The new tropical conservatory at the Botanical Gardens in Aarhus is like a drop of dew in its green surroundings. Sustainable design, new materials and advanced computer technology went into the creation of the hothouse’s organic form.The snail-shaped hothouse in the Botanic Garden in Aarhus is a national icon in hothouse architecture. It was designed in 1969 by C.F. Møller Architects, and is well adapted to its surroundings. Accordingly, it was important to bear the existing architectural values in mind when designing a new hothouse to replace the former palm house which had been literally outgrown. ”The competition sought an independent and distinctive new palm house, but it was essential for us to ensure that the new building would function well in interplay with the old one,” says Tom Danielsen, architect and partner with C.F. Møller Architects.

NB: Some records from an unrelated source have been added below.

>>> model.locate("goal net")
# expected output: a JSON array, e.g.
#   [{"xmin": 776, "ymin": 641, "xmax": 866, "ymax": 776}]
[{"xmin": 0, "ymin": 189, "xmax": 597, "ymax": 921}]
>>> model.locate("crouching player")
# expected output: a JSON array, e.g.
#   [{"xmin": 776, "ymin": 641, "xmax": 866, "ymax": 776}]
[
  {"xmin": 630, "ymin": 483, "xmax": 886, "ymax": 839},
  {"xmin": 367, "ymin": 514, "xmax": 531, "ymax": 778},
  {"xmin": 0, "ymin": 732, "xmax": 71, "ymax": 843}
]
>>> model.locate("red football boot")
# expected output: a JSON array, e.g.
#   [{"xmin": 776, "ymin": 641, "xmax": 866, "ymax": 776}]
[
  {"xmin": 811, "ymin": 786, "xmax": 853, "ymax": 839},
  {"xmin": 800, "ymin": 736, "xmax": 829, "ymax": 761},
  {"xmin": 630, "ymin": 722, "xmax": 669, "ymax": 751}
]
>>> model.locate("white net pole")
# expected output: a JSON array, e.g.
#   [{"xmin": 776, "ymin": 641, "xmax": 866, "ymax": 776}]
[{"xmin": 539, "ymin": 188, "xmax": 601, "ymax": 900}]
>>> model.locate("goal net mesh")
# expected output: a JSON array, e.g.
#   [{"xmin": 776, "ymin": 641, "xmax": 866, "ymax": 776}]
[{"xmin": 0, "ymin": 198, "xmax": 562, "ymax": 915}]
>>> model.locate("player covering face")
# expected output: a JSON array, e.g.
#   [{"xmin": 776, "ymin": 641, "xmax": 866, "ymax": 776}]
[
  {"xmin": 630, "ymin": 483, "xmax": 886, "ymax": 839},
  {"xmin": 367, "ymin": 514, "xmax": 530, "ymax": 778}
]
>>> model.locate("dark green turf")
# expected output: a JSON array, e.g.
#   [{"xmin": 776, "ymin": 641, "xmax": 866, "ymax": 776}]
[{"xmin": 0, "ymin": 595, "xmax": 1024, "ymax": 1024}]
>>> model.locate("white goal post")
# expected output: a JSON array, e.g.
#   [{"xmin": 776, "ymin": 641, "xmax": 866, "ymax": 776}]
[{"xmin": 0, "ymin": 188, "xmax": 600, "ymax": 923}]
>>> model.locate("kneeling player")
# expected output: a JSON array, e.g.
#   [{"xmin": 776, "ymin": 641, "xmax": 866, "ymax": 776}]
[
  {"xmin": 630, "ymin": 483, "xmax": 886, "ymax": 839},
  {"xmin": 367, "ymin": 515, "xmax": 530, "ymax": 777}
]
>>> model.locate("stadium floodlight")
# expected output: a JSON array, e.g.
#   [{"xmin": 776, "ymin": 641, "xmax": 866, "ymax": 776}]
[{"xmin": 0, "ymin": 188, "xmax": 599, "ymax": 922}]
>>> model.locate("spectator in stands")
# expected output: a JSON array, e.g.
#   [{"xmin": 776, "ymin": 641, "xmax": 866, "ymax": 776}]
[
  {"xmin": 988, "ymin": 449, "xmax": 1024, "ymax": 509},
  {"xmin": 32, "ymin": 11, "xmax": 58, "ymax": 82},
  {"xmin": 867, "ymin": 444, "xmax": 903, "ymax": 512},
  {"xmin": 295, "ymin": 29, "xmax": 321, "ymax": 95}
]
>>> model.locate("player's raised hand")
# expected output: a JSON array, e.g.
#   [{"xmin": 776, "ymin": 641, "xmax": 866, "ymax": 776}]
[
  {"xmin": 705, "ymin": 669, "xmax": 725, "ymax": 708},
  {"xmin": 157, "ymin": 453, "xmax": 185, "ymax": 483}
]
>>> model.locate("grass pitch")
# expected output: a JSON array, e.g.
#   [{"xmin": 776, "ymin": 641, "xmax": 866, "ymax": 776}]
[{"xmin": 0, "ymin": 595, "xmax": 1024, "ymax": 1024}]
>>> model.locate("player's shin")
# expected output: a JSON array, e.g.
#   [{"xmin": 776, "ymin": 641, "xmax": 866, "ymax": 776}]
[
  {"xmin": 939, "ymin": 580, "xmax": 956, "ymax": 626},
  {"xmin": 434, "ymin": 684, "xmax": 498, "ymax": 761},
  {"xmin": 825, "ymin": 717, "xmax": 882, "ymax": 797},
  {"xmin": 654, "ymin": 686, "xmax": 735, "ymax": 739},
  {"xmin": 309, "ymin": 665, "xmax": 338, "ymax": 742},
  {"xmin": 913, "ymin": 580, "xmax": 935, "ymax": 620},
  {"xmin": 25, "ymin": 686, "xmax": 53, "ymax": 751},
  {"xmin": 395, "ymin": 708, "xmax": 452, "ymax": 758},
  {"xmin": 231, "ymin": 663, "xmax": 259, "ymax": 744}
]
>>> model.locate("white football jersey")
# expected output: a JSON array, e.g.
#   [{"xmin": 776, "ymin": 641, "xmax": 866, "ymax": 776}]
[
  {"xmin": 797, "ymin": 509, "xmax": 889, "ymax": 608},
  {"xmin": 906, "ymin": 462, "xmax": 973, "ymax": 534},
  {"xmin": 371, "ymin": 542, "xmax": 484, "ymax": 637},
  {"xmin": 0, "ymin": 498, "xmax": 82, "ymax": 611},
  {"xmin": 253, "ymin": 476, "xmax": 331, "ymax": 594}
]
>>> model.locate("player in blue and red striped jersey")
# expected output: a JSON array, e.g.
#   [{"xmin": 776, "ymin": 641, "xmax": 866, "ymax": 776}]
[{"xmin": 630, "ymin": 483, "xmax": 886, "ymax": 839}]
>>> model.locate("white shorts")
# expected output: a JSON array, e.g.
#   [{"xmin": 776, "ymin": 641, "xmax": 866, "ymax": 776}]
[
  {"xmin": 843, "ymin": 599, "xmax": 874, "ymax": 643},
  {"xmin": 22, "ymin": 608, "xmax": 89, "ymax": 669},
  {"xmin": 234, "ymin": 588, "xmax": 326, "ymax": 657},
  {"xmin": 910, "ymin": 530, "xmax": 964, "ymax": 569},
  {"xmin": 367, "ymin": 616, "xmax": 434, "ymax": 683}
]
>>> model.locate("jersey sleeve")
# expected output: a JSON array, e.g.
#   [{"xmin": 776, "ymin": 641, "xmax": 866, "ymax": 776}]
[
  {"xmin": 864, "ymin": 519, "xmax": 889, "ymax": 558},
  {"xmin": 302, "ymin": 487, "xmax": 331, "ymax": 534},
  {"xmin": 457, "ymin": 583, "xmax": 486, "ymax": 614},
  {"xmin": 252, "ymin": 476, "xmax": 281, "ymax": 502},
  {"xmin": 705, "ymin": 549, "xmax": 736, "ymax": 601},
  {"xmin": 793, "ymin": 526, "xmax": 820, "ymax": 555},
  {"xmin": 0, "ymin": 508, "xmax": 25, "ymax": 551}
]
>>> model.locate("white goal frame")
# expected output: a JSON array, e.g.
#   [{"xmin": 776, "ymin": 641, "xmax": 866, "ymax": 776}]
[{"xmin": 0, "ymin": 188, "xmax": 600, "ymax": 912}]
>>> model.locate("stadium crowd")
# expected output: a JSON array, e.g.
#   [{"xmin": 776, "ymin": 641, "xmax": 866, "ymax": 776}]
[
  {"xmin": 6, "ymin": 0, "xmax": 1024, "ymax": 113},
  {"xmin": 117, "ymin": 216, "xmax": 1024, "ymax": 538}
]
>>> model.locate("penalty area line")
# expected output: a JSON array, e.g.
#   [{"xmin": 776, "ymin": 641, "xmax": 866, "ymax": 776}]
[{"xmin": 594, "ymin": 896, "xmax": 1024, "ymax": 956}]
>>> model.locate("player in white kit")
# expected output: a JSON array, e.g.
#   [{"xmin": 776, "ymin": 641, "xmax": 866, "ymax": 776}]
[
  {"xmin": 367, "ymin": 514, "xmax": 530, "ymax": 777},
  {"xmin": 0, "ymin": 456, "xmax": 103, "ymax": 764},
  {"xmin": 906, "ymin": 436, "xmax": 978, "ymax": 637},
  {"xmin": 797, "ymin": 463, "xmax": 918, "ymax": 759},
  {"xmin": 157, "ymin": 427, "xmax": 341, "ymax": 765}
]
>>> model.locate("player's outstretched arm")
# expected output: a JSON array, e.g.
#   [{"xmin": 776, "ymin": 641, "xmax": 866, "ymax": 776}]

The organic form and the large volume, in which the public can go exploring among the tree-tops, present botany and a journey through the different climate zones in a way which makes the new hothouse in Aarhus an attraction in a pan-European class in hothouse architecture.
An assortment of tropical plants, trees and flowers fills the interior of the greenhouses transparent dome set on an oval base. A pond is located at the centre of the space, while an elevated platform allows visitors to climb up above the treetops.
The design of the new hothouse is based on energy-conserving design solutions and on knowledge of materials, indoor climate and technology. Using advanced calculations, the architects and engineers have optimised their way to the building’s structure, ensuring that its form and energy consumption interact in the best possible manner and make optimal use of sunlight. The domed shape and the building’s orientation in relation to the points of the compass have been chosen because this precise format gives the smallest surface area coupled with the largest volume, as well as the best possible sunlight incidence in winter, and the least possible in summer. The transparent dome is clad with ETFE foil cushions with an interior pneumatic shading system. The support structure consists of 10 steel arches, which fan out around a longitudinal and a transverse axis, creating a net of rectangles of varying sizes. On the south-facing side, the cushions used were made with three layers, two of which were printed. Through changes in pressure, the relative positions of these printed foils can be adjusted. This can reduce or increase, as desired, the translucence of the cushions, changing the light and heat input of the building.
The total project also includes a comprehensive restoration of the old hothouse, in which the palm house becomes a new botanical knowledge centre aimed at the general public, at the same time as the complex is extended with the new tropical hothouse.
The project unites architecture, engineering and landscape architecture so closely that disciplines overlap and become inseparable: i.e. in a hothouse, landscape architecture also becomes interior design. The hothouse integrates a natural level difference of 3 meters via interior terracing, including rice plants, and sinuous paths around an interior pond-landscape with Victoria water lilies and mangroves.
The double curved base originates from the existing greenhouses, meanders with the surrounding landscape topography, forms the base of the new tropical hothouse, and becomes a retaining wall that encloses the court for storage and containers in one sweeping movement.
A new courtyard between the new and original Palm Houses used for outdoor seating and dining, and is paved with in-situ cast concrete in a triangular pattern so that the surface appears directionless. The triangular planting beds are planted with single species, in contrast to the diversity of the botanical collection.